A Georgia school district just kicked a Christian student ministry off campus after eleven years — not because of anything that happened in the classroom, but because the ministry's founder had the audacity to oppose a local property tax increase on Facebook. The Alliance Defending Freedom has filed a lawsuit against Vidalia City Schools, and the details are exactly as petty and tyrannical as you'd expect.
Imagine running a Bible study for over a decade with zero problems, and then one day a bureaucrat decides your political opinions are grounds for eviction. Welcome to government-run education in 2026.
Rev. Gady Youmans, a Southern Baptist ordained minister, founded the Sweet Onion Christian Learning Center back in 2013. The program has operated at Vidalia High School since 2014 — that's eleven straight years of release-time religious instruction, funded entirely by private donations, with parental consent required for every student. Two teachers. A three-member board. Nobody was complaining.
Then last September, Youmans posted a few comments on Facebook criticizing the district's proposed property tax increase. The posts got fewer than 60 combined views. Sixty. That's not a viral campaign — that's a guy talking to his neighbors.

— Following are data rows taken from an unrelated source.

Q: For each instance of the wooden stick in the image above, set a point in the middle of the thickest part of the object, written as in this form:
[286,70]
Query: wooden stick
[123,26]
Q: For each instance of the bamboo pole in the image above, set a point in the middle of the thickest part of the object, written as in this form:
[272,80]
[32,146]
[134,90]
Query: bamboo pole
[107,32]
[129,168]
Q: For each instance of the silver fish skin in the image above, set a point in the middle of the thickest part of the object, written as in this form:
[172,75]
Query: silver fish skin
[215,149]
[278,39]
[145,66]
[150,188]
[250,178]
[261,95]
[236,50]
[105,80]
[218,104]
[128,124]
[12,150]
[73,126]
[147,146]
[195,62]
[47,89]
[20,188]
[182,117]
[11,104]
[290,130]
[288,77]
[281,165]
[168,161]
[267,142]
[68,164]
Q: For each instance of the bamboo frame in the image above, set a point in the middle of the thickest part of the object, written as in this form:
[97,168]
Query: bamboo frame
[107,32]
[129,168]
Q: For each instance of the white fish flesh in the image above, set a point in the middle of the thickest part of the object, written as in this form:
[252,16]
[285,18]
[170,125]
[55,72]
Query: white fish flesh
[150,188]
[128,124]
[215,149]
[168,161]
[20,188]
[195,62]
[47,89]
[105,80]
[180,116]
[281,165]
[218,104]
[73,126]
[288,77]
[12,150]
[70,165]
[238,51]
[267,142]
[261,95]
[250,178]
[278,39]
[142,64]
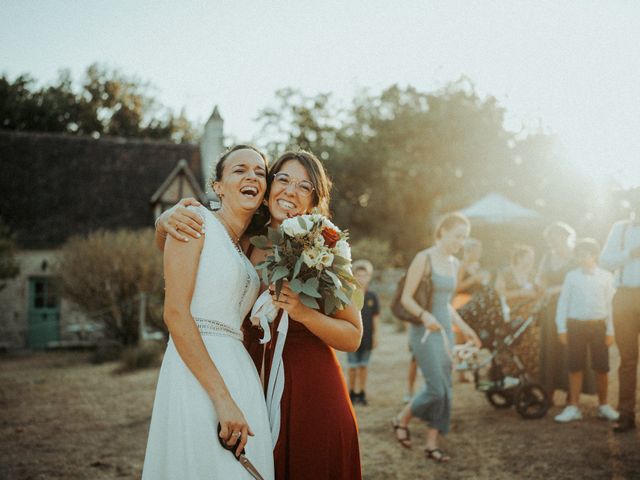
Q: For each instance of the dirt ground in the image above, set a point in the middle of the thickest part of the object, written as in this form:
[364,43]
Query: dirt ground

But Superintendent Sandy Reid apparently saw those posts and took it personally. According to the lawsuit, Reid cited "criticism of public schools" and "negative comments about the district and staff" as justification for cutting ties. On February 5, Youmans received an email from the district saying they wanted to "move in a different direction." Two weeks later, he met with Reid, who doubled down.
The district didn't claim the ministry was proselytizing inappropriately. They didn't say students were being harmed. They pointed to a handful of Facebook posts about taxes — posts that are protected speech under any reasonable reading of the First Amendment.
Mercer Martin, legal counsel for the Alliance Defending Freedom, put it plainly: Youmans was punished for "simply sharing his opinion of a proposed tax hike." That's the whole crime.
The lawsuit alleges First Amendment content and viewpoint discrimination, retaliation, compelled speech, and free exercise violations, plus 14th Amendment vagueness and procedural due process violations. They also threw in a state Religious Freedom Restoration Act claim for good measure. Reid is being sued in both official and personal capacity, along with the school board members in their official capacity. ADF is seeking an injunction and nominal damages.
Here's what makes this even more absurd. Release-time religious instruction isn't some fringe idea. According to Just the News, the LifeWise Academy model operates in 36 states, nearly 1,100 schools, and serves nearly 100,000 students as of December 2025. Two-thirds of Americans support it when parental consent is involved. This is mainstream.
But in Vidalia, Georgia, the superintendent decided that a minister who disagrees with a tax hike doesn't deserve to teach kids about the Bible anymore. The board minutes even referenced a single parent complaint about the "perception that some instruction reflected a particular interpretation of the Bible" — as if a Baptist Bible study using the King James Bible is some kind of scandal.
Youmans has a family of five. He built this ministry from nothing, funded it privately, and served his community for over a decade. And they torched the whole thing because he posted on Facebook.
This is what happens when petty tyrants run school districts. You step out of line on their tax hike, and suddenly your kids' Bible study gets the boot. Thank God for ADF — because the First Amendment doesn't have an exception for opinions that annoy the superintendent.